How I Debug Production Issues in Java Applications
The tools and techniques I actually use when something breaks at 2 AM.
Nobody wants that 2 AM PagerDuty alert. But when it comes, you need to diagnose and fix fast. Over the years, I’ve built a toolkit for production debugging that has saved me countless times.
First: Don’t Panic
I’ve seen developers SSH into production and start changing things immediately. Resist this urge. Take 60 seconds to understand what’s actually happening.
Check the basics first:
- Is the service up?
- Are dependencies healthy?
- Did something change recently? (Deploy, config change, traffic spike)
- What do the metrics show?
Most incidents fall into a few categories: memory issues, thread problems, slow dependencies, or bad deployments. Knowing which you’re dealing with guides your investigation.
The Tools I Actually Use
Thread Dumps
When an application seems stuck or slow, thread dumps are my first stop:
jcmd <pid> Thread.print > thread_dump.txt
I take three dumps, 10 seconds apart. Then I look for:
- Threads stuck in the same place across all dumps (likely deadlock or slow operation)
- Many threads waiting on the same lock (contention)
- Threads in BLOCKED state
# Quick way to find blocking threads
grep -A 2 "BLOCKED" thread_dump.txt
Heap Dumps
For memory issues, nothing beats a heap dump:
jcmd <pid> GC.heap_dump /tmp/heap.hprof
I analyze these with Eclipse MAT (Memory Analyzer Tool). The “Leak Suspects” report usually points directly at the problem.
One gotcha: heap dumps pause the JVM. On a busy production server, this can cause timeout errors. I usually dump on a replica I’ve pulled from the load balancer.
GC Logs
If you’re not already logging GC, start now:
-Xlog:gc*:file=/var/log/gc.log:time,uptime:filecount=5,filesize=10M
When memory issues hit, these logs show you:
- How often GC runs
- How much time is spent in GC
- Whether memory is actually being reclaimed
Long GC pauses correlate directly with latency spikes. I’ve caught memory leaks by noticing GC frequency increasing over time.
Async Profiler
For CPU issues, async-profiler generates flame graphs without significant overhead:
./profiler.sh -d 30 -f profile.html <pid>
The flame graph shows exactly where CPU time goes. Wide boxes at the top are where to focus optimization efforts.
A Real Debugging Session
Last month, our API started timing out randomly. Here’s how I diagnosed it.
Step 1: Check metrics. Latency percentiles showed p99 spiking while p50 was normal.

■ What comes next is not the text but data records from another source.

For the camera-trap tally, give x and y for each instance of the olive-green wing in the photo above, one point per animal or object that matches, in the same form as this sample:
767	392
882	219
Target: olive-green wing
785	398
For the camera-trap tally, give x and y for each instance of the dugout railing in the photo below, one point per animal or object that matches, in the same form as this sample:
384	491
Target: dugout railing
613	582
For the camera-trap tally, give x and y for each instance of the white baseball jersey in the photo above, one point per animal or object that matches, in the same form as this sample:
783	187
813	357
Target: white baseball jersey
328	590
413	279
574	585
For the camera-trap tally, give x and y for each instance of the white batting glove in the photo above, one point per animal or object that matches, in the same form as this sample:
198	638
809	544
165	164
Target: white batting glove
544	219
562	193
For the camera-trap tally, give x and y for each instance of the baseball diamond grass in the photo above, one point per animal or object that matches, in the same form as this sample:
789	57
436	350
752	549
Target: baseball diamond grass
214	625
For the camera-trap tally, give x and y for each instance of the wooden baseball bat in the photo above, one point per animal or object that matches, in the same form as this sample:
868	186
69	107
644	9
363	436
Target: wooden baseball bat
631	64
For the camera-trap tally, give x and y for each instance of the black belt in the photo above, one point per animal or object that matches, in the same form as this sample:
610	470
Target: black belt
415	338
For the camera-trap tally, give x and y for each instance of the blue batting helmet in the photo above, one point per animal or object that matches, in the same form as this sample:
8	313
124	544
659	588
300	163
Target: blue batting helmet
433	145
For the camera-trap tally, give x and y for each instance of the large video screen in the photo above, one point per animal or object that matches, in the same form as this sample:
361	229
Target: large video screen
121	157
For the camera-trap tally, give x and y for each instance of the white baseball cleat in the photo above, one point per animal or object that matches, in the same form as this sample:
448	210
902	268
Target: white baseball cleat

This suggested a subset of requests were slow, not all of them.
Step 2: Thread dump. Found 40 threads stuck in SocketInputStream.read(), all connecting to our cache server.
Step 3: Check the cache. Redis was healthy, but network metrics showed packet loss to that subnet.
Step 4: Root cause. A network switch was flapping. Infra team fixed it.
Total time: 15 minutes. Without the thread dump, I would have spent hours looking at application code.
Things I Always Have Ready
- JDK tools available:
jcmd,jstack,jmapshould be in the container - Heap dump location with space: Know where dumps will go and ensure there’s room
- Profiler ready to attach: Have async-profiler installed, know how to use it
- Log aggregation working: You can’t debug without logs
Prevention
The best debugging session is one that never happens. I’ve learned to:
- Add circuit breakers around external calls
- Set sensible timeouts everywhere (never use infinite timeouts)
- Monitor queue depths and thread pool saturation
- Alert on error rate increases, not just errors
Our monitoring now catches most issues before users notice. When something does slip through, the tools above help me fix it quickly.
One More Thing
Document your incidents. After fixing something, write down:
- What broke
- How you diagnosed it
- What you did to fix it
- How to prevent it
Future you (or your teammates) will thank you.